From disembodied heads held hostage in boxes to phantom hospitals and doctors who split into child clones of themselves, from werewolves reaching a quantum reality threshold to a butler trying to find his stolen brain, from an infestation of giant bugs (and a Ghostbusters reference) to a rich kid wanting an exclusive set of headphones, and from super smart microbes fighting in the macroscopic world, to a school parents’ day that gets out of hand, Blood Blockade Battlefront & Beyond offers a smorgasbord of delights, fun episodes that offer more variety than any anthology show. The only problem is that I could never really get a handle on what this world was meant to be.

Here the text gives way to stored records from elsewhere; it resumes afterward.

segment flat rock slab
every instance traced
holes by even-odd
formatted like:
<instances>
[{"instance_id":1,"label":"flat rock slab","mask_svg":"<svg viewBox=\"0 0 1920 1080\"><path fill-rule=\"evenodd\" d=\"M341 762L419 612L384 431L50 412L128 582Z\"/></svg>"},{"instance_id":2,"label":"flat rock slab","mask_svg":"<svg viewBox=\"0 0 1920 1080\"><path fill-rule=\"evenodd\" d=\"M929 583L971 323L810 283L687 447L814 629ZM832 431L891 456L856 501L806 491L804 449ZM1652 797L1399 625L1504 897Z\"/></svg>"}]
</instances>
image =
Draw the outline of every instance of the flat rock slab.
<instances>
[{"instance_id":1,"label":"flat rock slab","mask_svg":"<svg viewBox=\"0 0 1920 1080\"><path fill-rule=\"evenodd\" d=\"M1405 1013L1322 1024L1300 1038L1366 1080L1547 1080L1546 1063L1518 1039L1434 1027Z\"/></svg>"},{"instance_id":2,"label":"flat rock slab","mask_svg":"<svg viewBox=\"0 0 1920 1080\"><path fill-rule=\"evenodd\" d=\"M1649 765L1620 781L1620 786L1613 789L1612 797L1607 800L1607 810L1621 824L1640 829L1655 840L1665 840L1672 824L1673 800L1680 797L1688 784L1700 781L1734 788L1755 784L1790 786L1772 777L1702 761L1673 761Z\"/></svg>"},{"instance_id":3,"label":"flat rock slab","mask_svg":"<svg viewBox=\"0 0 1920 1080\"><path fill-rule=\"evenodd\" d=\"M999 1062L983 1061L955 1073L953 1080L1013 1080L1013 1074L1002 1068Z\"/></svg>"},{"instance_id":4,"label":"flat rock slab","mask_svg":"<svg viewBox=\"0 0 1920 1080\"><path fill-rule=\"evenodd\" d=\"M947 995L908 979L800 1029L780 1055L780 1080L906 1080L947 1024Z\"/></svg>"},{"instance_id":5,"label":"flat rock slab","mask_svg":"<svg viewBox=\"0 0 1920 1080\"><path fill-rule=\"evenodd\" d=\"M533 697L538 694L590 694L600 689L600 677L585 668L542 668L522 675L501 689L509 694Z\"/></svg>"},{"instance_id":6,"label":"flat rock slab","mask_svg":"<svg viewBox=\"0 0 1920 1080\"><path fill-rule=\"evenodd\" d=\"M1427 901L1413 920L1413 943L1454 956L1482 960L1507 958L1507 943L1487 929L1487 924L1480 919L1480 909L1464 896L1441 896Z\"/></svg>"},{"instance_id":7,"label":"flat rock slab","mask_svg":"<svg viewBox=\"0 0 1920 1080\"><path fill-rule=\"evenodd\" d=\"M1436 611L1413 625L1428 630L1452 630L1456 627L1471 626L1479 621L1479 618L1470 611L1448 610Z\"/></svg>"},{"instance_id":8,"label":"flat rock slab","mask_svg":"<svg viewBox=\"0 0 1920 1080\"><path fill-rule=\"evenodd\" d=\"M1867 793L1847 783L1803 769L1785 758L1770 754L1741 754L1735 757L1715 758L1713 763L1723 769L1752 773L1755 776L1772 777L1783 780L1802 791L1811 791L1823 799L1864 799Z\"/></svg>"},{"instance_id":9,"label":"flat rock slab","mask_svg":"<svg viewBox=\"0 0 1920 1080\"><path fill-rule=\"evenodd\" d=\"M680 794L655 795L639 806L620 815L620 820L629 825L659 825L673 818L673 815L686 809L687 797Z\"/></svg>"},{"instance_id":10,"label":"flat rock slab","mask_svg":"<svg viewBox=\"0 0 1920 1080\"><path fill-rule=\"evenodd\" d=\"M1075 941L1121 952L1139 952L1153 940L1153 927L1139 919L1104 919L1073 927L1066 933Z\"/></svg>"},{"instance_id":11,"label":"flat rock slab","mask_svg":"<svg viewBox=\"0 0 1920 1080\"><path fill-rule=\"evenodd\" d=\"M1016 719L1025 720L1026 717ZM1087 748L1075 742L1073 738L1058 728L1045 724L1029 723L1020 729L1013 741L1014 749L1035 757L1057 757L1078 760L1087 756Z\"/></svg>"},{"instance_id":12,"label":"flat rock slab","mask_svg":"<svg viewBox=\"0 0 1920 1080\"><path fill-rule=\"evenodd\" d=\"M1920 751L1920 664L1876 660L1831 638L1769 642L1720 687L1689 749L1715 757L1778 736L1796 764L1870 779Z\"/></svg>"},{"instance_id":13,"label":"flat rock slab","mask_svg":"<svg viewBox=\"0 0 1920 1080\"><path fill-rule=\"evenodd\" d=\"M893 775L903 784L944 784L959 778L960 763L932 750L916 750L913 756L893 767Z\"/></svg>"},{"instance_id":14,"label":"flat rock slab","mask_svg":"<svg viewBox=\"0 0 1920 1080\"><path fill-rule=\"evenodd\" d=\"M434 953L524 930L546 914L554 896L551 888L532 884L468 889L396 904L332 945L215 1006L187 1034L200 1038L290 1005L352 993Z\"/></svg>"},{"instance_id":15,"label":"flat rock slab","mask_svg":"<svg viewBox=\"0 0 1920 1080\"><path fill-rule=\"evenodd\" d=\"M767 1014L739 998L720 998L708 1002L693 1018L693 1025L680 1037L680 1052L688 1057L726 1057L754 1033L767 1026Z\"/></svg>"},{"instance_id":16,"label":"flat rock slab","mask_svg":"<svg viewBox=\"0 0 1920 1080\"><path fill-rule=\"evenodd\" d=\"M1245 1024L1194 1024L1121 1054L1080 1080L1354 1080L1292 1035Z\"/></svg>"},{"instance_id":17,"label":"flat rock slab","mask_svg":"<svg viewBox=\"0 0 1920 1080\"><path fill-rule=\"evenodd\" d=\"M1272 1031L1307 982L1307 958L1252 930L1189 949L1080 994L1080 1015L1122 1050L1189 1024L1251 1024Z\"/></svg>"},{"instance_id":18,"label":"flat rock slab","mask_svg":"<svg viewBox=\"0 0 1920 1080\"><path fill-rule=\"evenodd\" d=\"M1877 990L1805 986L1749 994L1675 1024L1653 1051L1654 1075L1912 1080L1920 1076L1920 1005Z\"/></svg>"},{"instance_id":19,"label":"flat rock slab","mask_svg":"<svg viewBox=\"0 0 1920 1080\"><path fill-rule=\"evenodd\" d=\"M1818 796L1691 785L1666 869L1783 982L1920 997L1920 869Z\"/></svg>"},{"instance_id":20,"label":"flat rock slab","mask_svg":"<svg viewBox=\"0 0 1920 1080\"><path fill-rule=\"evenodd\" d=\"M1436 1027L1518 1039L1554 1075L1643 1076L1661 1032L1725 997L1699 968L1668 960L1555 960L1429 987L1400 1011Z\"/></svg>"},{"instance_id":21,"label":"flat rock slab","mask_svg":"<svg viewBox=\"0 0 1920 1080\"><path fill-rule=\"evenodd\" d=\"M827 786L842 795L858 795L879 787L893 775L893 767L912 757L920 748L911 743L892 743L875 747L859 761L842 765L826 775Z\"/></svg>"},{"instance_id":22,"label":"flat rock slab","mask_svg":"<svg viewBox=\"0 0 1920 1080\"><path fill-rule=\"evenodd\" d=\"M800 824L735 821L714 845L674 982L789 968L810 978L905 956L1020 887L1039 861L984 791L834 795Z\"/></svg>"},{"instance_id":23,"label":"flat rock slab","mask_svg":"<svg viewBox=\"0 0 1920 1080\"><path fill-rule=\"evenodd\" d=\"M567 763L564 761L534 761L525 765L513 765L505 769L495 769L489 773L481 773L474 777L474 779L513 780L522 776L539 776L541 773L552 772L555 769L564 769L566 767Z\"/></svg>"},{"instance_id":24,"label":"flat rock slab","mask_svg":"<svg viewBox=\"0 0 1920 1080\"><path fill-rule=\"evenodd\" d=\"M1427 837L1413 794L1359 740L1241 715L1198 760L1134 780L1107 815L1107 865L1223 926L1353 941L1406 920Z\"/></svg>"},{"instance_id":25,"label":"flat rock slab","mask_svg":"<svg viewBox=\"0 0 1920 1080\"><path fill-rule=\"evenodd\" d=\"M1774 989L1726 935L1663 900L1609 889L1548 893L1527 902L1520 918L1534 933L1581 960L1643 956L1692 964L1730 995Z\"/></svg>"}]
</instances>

It is a small nit to pick, as the show doesn’t put a foot wrong in its run time. Every episode is a gem, every joke lands, and every action scene makes you marvel at the imagination and creativity of the artists behind the series. I had a great time watching Blood Blockade Battlefront & Beyond, and even if it didn’t quite excite me the way the first season did, it was never less than entertaining. But it’s not a show to binge watch, and it’s better watched at a pace where you can best appreciate the episodes, and it will also help if you’re bright-eyed, bushy-tailed, and able to devote you full attention to the screen. It’s definitely not a late-night chill-out show.